As the editors of this collection convincingly contend, “If American history once had a religion problem, . . . that is no longer the case” (6). The editors then double down on this thesis by announcing a “religious turn in American history” (7). Readers might wonder if the truth lies somewhere in between. Still, as this volume indicates, U.S. religion has become fashionable enough a topic that it now draws in many scholars who could hardly be described as card-carrying religious historians. Something similar has long been true of political history, with its innumerable works on political culture and smaller number of electorally- or institutionally-centered studies.
The volume's contributors, most of whom are in the early stages of their academic careers, seemingly were selected for their abilities to assimilate religion into the manifold narratives of political history, broadly defined. Some of the essays draw from published monographs, while others point toward forthcoming works. All are elegantly trimmed, many shine, and none fall flat. Combined, they suggest that the new religious history will have staying power.
While the essays cover time periods ranging from the Gilded Age to the start of the twenty-first century, most are written with an eye toward explaining recent phenomena. In the opening essay, for example, David Mislin shows how opposition to divorce liberalization during the late 1800s brought together Catholic and Protestant elites, foreshadowing the conservative ecumenical coalitions that reappeared a century later. Lila Corwin Berwin posits the historical inseparability of Jewish politics and urban politics in the United States. Both milieus evinced a “version of the American liberal promise to balance between individual freedom and group protections” (36). Matthew S. Hedstrom explores the mid-twentieth century roots of the rapidly growing portion of the American population that might be described as often spiritual and sometimes religious, but always resolutely unaffiliated. Such “spiritual cosmopolitanism,” he writes, in a nod toward an emerging scholarly consensus, is the offspring of liberal Protestantism (71).
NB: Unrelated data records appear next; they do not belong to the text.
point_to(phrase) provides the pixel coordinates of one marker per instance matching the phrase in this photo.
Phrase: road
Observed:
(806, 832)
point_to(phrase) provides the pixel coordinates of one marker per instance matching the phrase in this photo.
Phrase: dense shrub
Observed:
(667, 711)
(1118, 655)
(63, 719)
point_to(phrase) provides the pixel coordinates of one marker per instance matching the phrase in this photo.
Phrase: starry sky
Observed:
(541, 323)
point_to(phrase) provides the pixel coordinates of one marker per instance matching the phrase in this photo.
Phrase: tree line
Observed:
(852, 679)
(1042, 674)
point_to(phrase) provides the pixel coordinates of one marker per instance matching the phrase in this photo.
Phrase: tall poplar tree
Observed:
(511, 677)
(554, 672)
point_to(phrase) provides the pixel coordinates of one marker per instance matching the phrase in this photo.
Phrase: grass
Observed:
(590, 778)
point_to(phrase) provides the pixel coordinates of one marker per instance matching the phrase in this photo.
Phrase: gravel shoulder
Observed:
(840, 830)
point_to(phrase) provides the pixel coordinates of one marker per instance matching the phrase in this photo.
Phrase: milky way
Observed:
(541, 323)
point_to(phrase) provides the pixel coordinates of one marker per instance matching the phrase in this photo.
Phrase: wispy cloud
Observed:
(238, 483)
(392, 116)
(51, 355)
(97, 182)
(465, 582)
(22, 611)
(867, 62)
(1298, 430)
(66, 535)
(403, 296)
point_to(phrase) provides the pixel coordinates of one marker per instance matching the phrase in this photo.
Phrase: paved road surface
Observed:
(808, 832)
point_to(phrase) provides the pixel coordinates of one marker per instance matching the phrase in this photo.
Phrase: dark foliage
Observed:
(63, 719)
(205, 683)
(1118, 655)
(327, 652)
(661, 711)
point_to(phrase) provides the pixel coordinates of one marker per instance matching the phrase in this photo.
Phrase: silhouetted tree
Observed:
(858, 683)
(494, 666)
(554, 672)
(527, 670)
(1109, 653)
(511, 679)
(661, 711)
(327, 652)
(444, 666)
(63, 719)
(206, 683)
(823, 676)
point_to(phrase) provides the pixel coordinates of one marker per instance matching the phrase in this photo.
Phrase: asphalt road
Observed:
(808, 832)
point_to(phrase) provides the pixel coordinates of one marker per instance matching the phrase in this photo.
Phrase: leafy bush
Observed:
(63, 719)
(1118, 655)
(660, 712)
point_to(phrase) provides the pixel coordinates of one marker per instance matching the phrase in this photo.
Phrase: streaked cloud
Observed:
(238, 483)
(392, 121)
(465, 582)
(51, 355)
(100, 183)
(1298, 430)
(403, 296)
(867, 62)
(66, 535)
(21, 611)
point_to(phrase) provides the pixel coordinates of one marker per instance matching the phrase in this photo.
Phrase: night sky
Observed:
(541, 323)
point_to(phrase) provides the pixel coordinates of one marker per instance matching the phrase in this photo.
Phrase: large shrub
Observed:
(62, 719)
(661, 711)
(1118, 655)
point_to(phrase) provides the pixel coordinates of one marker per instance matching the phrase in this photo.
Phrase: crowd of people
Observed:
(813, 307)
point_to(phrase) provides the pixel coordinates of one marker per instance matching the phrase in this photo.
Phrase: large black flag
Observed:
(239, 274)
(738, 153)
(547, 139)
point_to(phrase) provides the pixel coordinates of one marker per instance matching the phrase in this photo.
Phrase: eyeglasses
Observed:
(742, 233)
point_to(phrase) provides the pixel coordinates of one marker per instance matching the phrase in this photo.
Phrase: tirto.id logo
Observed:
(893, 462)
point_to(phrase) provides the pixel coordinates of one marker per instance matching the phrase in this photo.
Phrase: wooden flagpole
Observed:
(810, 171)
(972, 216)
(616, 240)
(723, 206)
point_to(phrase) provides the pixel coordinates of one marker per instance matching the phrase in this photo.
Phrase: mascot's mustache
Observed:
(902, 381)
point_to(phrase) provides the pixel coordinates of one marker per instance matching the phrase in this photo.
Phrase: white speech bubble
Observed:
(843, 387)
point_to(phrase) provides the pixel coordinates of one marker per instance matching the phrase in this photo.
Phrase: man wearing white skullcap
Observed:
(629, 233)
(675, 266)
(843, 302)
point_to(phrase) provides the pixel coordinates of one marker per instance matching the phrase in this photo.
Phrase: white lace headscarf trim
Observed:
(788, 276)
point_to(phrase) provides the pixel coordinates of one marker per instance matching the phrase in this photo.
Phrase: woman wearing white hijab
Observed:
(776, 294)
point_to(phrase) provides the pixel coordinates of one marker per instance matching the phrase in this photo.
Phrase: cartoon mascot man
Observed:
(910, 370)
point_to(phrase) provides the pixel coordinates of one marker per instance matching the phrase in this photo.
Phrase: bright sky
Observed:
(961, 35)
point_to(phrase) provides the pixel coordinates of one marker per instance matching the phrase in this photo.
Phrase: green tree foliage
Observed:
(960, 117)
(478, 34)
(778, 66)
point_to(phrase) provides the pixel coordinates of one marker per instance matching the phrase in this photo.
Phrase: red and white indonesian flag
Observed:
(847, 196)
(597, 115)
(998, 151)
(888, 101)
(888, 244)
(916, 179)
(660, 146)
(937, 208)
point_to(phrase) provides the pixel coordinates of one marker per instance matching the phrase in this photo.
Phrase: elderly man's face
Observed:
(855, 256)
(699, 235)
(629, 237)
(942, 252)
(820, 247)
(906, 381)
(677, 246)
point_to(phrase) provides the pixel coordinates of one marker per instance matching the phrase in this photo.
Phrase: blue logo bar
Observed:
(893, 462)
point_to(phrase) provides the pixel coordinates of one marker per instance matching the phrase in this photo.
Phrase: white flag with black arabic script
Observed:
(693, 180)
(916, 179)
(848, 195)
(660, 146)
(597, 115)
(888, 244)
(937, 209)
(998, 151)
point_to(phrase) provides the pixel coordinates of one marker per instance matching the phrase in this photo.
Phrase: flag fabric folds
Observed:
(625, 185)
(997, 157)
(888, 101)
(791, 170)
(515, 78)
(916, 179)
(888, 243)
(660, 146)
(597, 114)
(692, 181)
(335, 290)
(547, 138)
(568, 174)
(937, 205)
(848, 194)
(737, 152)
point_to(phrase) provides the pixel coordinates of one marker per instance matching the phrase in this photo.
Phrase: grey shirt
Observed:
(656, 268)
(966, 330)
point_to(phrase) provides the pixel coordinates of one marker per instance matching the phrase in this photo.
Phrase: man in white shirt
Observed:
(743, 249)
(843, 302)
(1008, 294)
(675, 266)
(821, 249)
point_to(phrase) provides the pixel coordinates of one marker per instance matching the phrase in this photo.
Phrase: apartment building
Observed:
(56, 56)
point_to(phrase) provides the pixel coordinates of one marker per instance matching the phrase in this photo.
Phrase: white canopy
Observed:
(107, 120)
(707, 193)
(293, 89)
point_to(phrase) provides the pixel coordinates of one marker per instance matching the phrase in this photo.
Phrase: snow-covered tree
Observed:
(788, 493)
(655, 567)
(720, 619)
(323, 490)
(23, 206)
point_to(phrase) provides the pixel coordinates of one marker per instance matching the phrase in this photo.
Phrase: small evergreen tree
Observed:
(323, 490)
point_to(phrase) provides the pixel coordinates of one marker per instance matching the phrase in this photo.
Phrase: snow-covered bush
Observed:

Several contributors link their topics with other subfields. In the arena of economic history, Darren Dochuk's essay contrasts independent oilman and fundamentalist patron Lyman Stewart with petroleum magnate and liberal Protestant booster John D. Rockefeller, Jr. Fundamentalist-modernist divisions thus had clear corporate analogues, extending from the oil patches of California to the mission fields of China. Molly Worthen's chapter on the theological roots of the Christian Right encapsulates her project of treating theology as a kind of “ideology” and, hence, as part of intellectual and political history alike (113). Lily Geismer shows how postwar suburban Boston, a region that was as religiously active as it was religiously diverse, modeled the type of socially liberal and economically moderate politics that became a Democratic Party commonplace by the end of the century. Her work echoes Hedstrom's notion of diffuse, enduring liberal Protestant influence.
The closing essay, composed with inimitable flare by Bethany Moreton, suggests the promise of the volume's wide-net approach to religious history, as well as some possible limits. Moreton uses former Speaker of the House turned conservative hustler, Newt Gingrich, as a starting point for explaining the post-1960 “conservative rapprochement among the country's most observant Christians” (134). Gingrich's religious journey took him from mainline Lutheranism to megachurch Southern Baptism and finally to JP2 Catholicism. Moreton's emphasis on conservative ecumenism artfully loops back to Mislin's case study of divorce politics a century earlier. Moreton risks overreach, though, when she posits a too-smooth connection between the high-tech economy that Gingrich had long celebrated, and the traditionalist family values that he came to support (if not personally practice). Right-wing supply-side writer George Gilder certainly drew such a connection, but few, if any, of the entrepreneurs who actually drove the tech boom would have agreed. Bill Gates is more Rockefeller than Stewart. As Moreton's closing riff on the nation's evolving religious mores appears to concede, the millennial generation might ultimately be heirs to none of the above.
Some of the new conventional wisdom about religious history—namely, God's presumed political equivalence to gold—might well dissipate should the present trend toward religious non-affiliation intensify. Even if the vogue of religious history turns out to be something less than a turn, though, these essays and the larger projects they draw from will be of enduring value.